One great modern nation has debauched its literature to such an extent that probably the major portion of its books treat of sex and sex problems. Practically all of its esthetic expression has been seriously hurt by the same fault. Its painting, its sculpture, its dramatics, its art of all kinds, have all gone the same road. The result is seen in the lowered moral fiber of its people. A recent census report showed that the nation has reduced some 20,000 in numbers and that this was only the beginning of the race suicide. They have been thinking, talking, writing, painting, chiseling, acting sex problems, but in the only phase of life in which sex really counts it has been so pushed into the background or perverted that there it is failing utterly to accomplish its one legitimate purpose. The younger generation as they grow up are given the idea that they are missing the most wonderful thing in life unless they have memorable sex experiences. These experiences must be varied in order to satisfy the artificial appetite that has been created. As a consequence, family life and the real meaning of love and the affection of man for woman rooted in the depths of their nature is spoiled by mere animal passion and its passing expression.

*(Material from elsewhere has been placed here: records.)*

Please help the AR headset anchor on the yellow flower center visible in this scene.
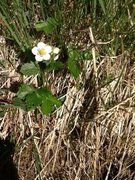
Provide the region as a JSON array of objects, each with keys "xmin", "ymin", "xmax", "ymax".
[{"xmin": 38, "ymin": 48, "xmax": 46, "ymax": 56}]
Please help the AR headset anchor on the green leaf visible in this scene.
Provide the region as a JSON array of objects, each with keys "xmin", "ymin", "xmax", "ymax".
[
  {"xmin": 35, "ymin": 18, "xmax": 58, "ymax": 34},
  {"xmin": 98, "ymin": 0, "xmax": 106, "ymax": 14},
  {"xmin": 12, "ymin": 97, "xmax": 26, "ymax": 111},
  {"xmin": 17, "ymin": 84, "xmax": 35, "ymax": 99},
  {"xmin": 68, "ymin": 58, "xmax": 81, "ymax": 78},
  {"xmin": 37, "ymin": 88, "xmax": 61, "ymax": 115},
  {"xmin": 20, "ymin": 62, "xmax": 40, "ymax": 76}
]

Nature's own attitude with regard to over-attention to sex matters must not be forgotten. The purely sexual organs have been pushed into the background to as great an extent as possible and are intimately associated in both sexes with one of the two ugly excretory functions, urination, and placed in close relationship with the structures which subtend the other—defecation. Evidently nature intended that they should be the subject of as little attention as possible. Unfortunately, the paying of attention to them to any great extent lessens somewhat of the disgust naturally aroused by the excretory functions with which they are associated. Nature has provided as far as possible for deterrence from over-interest. One might expect that cleanliness and the cultivation of the feelings of refinement would serve as auxiliaries in the repression of sex indulgence. The lessons of history are that usually the great bathing nations have been most sexually divagant. Among the Greeks and the Romans the ugliest sex habits and proclivities found a place—among peoples who devoted themselves to the cleanliness of the body. The classes {482} who bathe most are often those with the strongest tendency to sexuality. Refinement instead of lessening the tendency to sexual indulgence rather increases it.

Education and the development of intellectuality, far from being a barrier to sexual divagations, seem to predispose to the exaggeration of the significance of sex in life, unless the individual has a well-balanced character or has been thoroughly grounded in ethical principles. The ugly stories of Greek love at a time when the Greeks were at the climax of culture, as well as what we know about the relations of the freedmen to their masters among the Romans during the classical period, is all confirmed by the revelations of corresponding tendencies in recent generations among the intellectual classes even at the universities. Development of mind apparently does not neutralize to any extent these sexual tendencies. Evidently the rule of life for health's sake must be to push sexuality as much into the background of the mind as nature has put the sex organs in the human body. Reason does not protect knowledge but increases suggestion. Only absorbing occupation of mind with other subjects that will bring about neglect of these functions, as of all other physiological functions, leaving them to nature, serves to keep them in their proper place and condition.